Une sorte d'endormissement semble en effet s'emparer de chacun de ses mots et chaque réveil paraît l'angoisser terriblement. Se connaître et se reconnaître le pousse vers une petite mort, un sommeil persistant qu'on retrouve régulièrement dans ses lignes : "Ce n'a été qu'un instant, et je me suis vu. Ensuite je ne saurais pas même dire ce que j'ai été. Finalement j'ai sommeil, car, je ne sais pourquoi, il me semble que le sens de tout cela, c'est de dormir", comme Shiva. Le rêve le sauve et lui permet de se situer entre ses abîmes et ses passerelles qui le cernent et le fuient: "Je suis un rêveur exclusivement" s'excuse-t-il. Par ailleurs, il saisit l'immobile et le mobile, comme Bernardo Soares déconcerté par la découverte d'une vaste clarté du monde au tréfonds de son âme. "Un jour, peut-être on comprendra que j'ai accompli comme nul autre mon devoir de naissance". Je ne vois pas meilleur adage que celui-ci pour motiver le sens de la vie. Il complète à sa façon, la question relative au talent et son usage des Ecritures Saintes : "Qu'as tu-fais de ton talent ?". Plus loin, Pessoa précise sa pensée : " Je considère la vie comme une auberge où je dois séjourner, jusqu'à l'arrivée de la diligence de l'abîme. Je ne sais pas où elle me conduira, car je ne sais rien"(.....) " Je veux être celui que j'ai voulu être et que je ne suis pas. Si je cédais, je me détruirais. Je veux être une œuvre d'art, dans mon âme tout au moins, puisque je ne peux l'être dans mon corps." (p.111).

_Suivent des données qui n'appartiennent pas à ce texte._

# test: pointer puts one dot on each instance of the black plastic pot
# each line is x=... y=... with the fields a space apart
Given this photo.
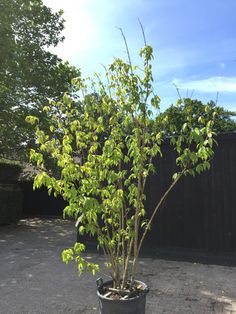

En fin de compte son salut réside en une entreprise qui l'occupe physiquement et mentalement, dans cet effort qui consiste à s'écrire et à se décrire au travers d'hétéronymes. Il le déclare volontiers lui-même : "Je suis, en grande partie, la prose même que j'écris". Et, lorsqu'il écrit, c'est pour lui une manière de se rendre "visite solennellement". D'où en effet le soin qu'on retrouve en chacune de ses compositions qu'elles soient versifiées ou en prose. Quelque soit le style adopté, la langue surplombe toutes les contradictions qu'elle loge et modèle une forme qui peut rappeler l'art antique grec : une sorte "d'identité des contraires" dirait Elie Faure.

 

L'ensemble de ses oeuvres est disponible aux éditions Christian Bourgeois. L'ouvrage le plus étonnant à lire est le livre de l'intranquillité, maintenant disponible en un seul volume. Il a aussi composé de très beaux textes poétiques (en vers et en prose), de nombreux essais sur l'art, l'esthétique, la politique, il a même écris un Faust !

Robert Bréchon lui a consacré une belle biographie :

Etrange étranger; une biographie de Fernando Pessoa.